Transthoracic echocardiography is often the first imaging study chosen among patients presenting with heart failure. It is most commonly used in the initial evaluation of cardiac amyloidosis (CA). The hallmark of CA on echocardiogram is the thickening of the left ventricle (LV). Cardiac involvement in amyloidosis usually occurs with >12 mm thickness of the left ventricular wall [1]. Increased ventricular wall thickness, left atrial enlargement, and preserved or reduced systolic function are other findings that might be present with CA and may be correlated with clinical congestive heart failure [2]. However, these findings may be present in other disorders with increased afterload, such as aortic stenosis, hypertrophic cardiomyopathy, hypertensive heart disease, renal disease, and Fabry’s disease. The typical echocardiographic appearance of CA is most prominent in advanced disease, while it is insufficient to precisely distinguish amyloid from non-amyloid or hypertrophic heart diseases in the early stages of the disease. Nevertheless, it is an essential and useful test for the diagnosis of the CA when it has a good quality. Echocardiography also provides important measures for the assessment of diastolic function and LV filling pressure. In CA, diastolic parameters tend to be markedly abnormal because of the stiffening of the myocardium due to amyloid infiltration. Tissue Doppler mitral annular velocity values are often less than 6 cm/s. Low E wave and high A-wave velocity, decreased E/A ratio, and normal deceleration time are markers of early disease, whereas a normal E wave, small A wave, high E/A ratio, a rapid deceleration time on diastolic mitral valve inflow (restrictive pattern of LV filling), and small S-wave pulmonary venous spectral Doppler patterns indicate advanced disease [3]. On tissue Doppler imaging, the mitral and tricuspid annular e velocities are markedly reduced, with a high E/e ratio indicating high filling pressures [4]. It should be kept in mind that these findings can be seen after a certain increase in LV wall thickness.

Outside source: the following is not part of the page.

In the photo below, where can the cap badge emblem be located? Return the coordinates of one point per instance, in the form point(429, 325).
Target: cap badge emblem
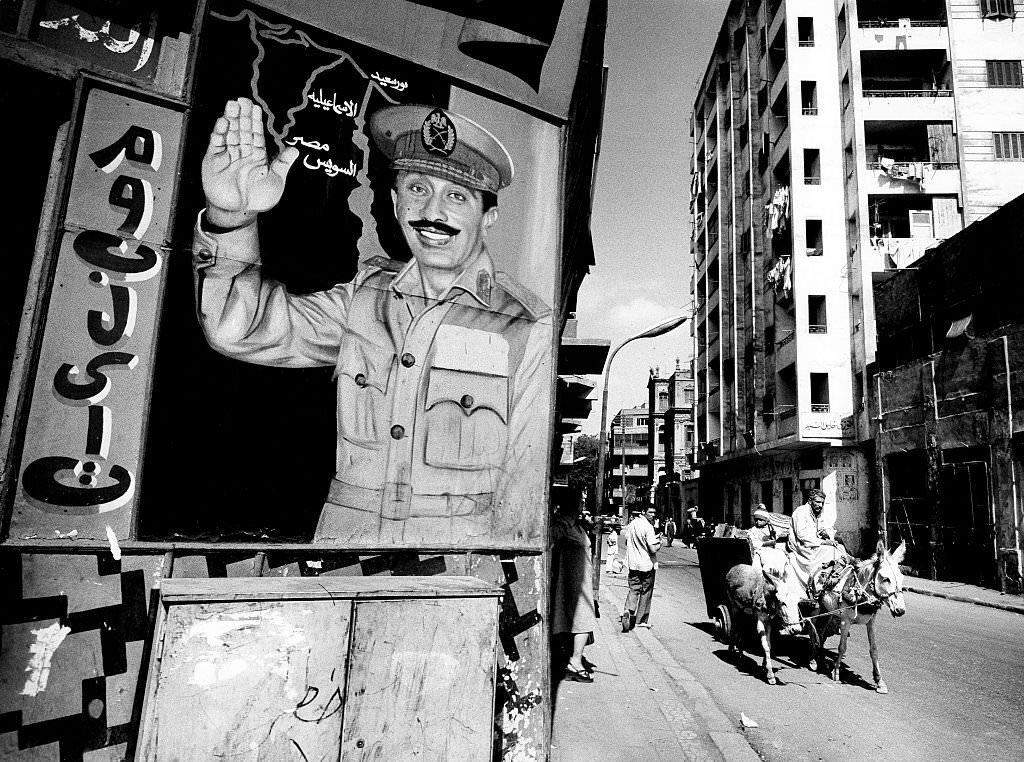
point(438, 133)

Echocardiographic findings strongly correlate with the degree of cardiac dysfunction and disease progression with mildly or moderately increased wall thickness in the early asymptomatic phase and severe thickening and hypokinesia of the left ventricular posterior wall and interventricular septum in clinically apparent cardiac dysfunction. Echocardiographic findings have both diagnostic and prognostic importance.

Echocardiography

Possible findings on transthoracic echocardiography include:[5][6][7][8][9]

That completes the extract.